Crime+

The Bitcoin Murders

Two new books investigate the original cryptocurrency crime scenes — one tracking Satoshi Nakamoto's ghost, the other counting the bodies left by ransomware operators who found out that hiding the money was harder than stealing it.

Strong Words · April/May 2026 · pp. 70–73

Image placement: book cover
Cover position — Satoshi investigation title (see footer note)

Ghost Coin

The identity of Satoshi Nakamoto — the pseudonym attached to the 2008 white paper that launched Bitcoin, and to the early correspondence with the handful of cryptographers and cypherpunks who first built the network — is the defining mystery of the digital age. Nakamoto published the white paper, participated in forums for about two years, handed off the code to other developers in 2010, and vanished. The wallet containing roughly one million early-mined bitcoins, worth approximately sixty billion dollars at recent valuations, has never moved. Whoever Satoshi is, they have either died, lost access, or chosen a silence that is itself a kind of communication.

This investigation follows the main candidates with forensic patience. The Australian computer scientist Craig Wright claimed for years to be Satoshi and spent considerable energy in litigation to prove it; a British court found in 2024 that he was not, and that he had forged evidence to support the claim. The American cryptographer Hal Finney, who received the first Bitcoin transaction, died in 2014; he always denied it, but he was a credible candidate and his denials were typically credible people's denials. Nick Szabo, whose concept of "bit gold" predated Bitcoin and whose writing style matches Nakamoto's in ways that several textual analysts have found significant, has also consistently denied it. The codebase itself turns out to be more revealing than any of them: an analysis of the commit history, the idiosyncratic British spellings in early comments, the timezone distribution of activity that suggests someone in the British Isles or perhaps the American east coast working unusual hours.

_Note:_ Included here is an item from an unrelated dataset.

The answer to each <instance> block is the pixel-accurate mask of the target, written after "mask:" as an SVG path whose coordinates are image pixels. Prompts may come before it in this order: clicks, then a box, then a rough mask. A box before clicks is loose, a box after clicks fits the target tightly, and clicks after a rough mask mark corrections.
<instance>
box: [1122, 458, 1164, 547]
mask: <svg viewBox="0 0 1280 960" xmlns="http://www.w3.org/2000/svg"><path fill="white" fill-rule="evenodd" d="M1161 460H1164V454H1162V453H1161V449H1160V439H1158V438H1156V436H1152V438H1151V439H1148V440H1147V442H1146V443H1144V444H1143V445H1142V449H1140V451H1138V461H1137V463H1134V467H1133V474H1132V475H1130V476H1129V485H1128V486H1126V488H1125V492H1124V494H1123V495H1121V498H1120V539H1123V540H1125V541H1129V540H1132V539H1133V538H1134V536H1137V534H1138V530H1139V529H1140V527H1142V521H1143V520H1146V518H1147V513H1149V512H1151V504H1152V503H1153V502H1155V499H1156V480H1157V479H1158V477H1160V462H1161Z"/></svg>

What makes this book more than a parlour game is the author's grasp of what Satoshi was actually trying to build, and why. The white paper appeared in October 2008, weeks after Lehman Brothers collapsed, and the first block in the Bitcoin blockchain contains an embedded headline from The Times about a second bank bailout. This was not accidental. The mystery of who Satoshi is becomes inseparable from the question of what they were saying, and the book is at its best when it treats these as a single question rather than two separate puzzles.

The answer to the identity question remains open — honestly open, without the false resolution that lesser investigations feel compelled to supply. This is intellectually honourable, and makes for a more satisfying read than the alternative would have done. The mystery of Nakamoto is probably not going to be solved by anyone who wants the answer badly enough to write a book. But the investigation illuminates the question in ways that reward the effort.

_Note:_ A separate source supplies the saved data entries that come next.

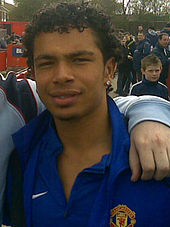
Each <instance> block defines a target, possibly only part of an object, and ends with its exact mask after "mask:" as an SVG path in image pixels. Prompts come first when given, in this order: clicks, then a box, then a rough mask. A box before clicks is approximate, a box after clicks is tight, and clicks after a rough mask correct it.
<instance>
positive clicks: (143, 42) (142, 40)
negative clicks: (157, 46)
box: [133, 32, 151, 81]
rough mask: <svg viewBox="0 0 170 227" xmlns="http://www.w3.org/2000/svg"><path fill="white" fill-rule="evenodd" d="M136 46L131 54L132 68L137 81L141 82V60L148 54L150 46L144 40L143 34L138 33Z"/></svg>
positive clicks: (143, 36)
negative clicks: (132, 54) (135, 73)
mask: <svg viewBox="0 0 170 227" xmlns="http://www.w3.org/2000/svg"><path fill="white" fill-rule="evenodd" d="M137 38H138V44H137V46H136V50H135V52H134V54H133V68H134V70H135V72H136V77H137V81H140V80H142V73H141V60H142V59H143V58H144V57H146V56H147V55H149V54H150V51H151V44H150V43H149V41H148V40H147V39H146V38H145V34H144V32H138V37H137Z"/></svg>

Image placement: book cover
Cover position — ransomware investigation title (see footer note)

Ransom Protocol

The ransomware epidemic has a specific quality that distinguishes it from other organised crime: it is visible. When a hospital network is encrypted and ceases to function, patients notice. When a city council loses access to its records, residents notice. The perpetrators, for the most part, have preferred not to be noticed. This account of the ransomware economy traces the operations of several major criminal groups — primarily based in Russia and Eastern Europe, operating with what amounts to state tolerance — through the eyes of the investigators, victims, and occasional defectors who have been trying to understand them.

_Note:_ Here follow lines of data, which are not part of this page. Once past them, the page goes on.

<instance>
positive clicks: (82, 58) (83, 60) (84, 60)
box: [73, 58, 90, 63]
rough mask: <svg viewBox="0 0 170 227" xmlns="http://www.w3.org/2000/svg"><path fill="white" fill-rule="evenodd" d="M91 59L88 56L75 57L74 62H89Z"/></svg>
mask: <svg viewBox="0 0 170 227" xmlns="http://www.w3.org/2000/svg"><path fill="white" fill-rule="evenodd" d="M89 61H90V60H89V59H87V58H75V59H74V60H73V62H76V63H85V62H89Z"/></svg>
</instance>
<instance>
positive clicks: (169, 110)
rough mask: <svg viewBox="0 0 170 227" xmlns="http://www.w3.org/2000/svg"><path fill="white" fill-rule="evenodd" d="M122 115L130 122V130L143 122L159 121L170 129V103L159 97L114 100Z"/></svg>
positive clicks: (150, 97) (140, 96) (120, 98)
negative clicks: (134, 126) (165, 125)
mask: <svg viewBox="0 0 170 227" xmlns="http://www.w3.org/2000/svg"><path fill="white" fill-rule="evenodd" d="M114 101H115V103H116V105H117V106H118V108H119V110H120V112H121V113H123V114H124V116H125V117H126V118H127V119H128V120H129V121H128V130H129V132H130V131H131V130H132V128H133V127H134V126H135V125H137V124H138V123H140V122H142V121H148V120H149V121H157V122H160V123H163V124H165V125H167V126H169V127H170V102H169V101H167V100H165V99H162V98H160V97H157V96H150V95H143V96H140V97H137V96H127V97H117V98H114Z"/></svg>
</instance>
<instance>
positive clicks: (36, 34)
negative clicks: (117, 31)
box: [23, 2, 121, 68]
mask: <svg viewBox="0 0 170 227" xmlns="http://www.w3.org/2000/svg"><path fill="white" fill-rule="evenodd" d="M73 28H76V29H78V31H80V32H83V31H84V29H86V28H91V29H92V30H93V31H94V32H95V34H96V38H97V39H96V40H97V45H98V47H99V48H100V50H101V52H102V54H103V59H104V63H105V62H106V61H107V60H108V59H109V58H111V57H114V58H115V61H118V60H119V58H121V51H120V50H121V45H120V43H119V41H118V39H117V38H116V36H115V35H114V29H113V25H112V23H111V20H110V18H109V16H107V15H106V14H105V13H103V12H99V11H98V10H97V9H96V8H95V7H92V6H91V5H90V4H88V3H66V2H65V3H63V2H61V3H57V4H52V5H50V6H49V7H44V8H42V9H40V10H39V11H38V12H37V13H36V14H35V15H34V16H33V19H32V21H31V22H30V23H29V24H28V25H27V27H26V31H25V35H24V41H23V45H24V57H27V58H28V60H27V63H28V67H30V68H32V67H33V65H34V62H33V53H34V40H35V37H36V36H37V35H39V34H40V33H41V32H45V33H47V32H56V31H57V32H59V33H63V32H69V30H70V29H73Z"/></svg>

The economics are explained clearly enough that the reader does not need prior knowledge of either cryptocurrency or criminal enterprise to follow the argument. Ransomware groups operate what are effectively franchise businesses: core developers provide malware and infrastructure; affiliates deploy it against targets and receive a commission on the ransom. The money moves through cryptocurrency mixers and exchanges; law enforcement has become significantly better at following it, a development that has materially disrupted several major groups. The Colonial Pipeline attack of 2021, in which the US Department of Justice recovered more than half the ransom payment, demonstrated that the "irreversibility" of cryptocurrency transactions was less total than the criminals had assumed.

The human cost — measured not in dollars but in delayed surgery, corrupted records, lives disrupted or ended — provides the book's moral centre. The author resists the temptation to make the perpetrators interesting at the expense of the people they harmed, which is the characteristic failure of crime journalism that finds its subjects more compelling than its victims. The operational detail is impressive, sourced from FBI case files, Europol reports, and extended interviews with investigators on multiple continents.

Dense, occasionally overwhelming, but consistently important. This is a dispatch from a crime wave that is ongoing, and it reads like one.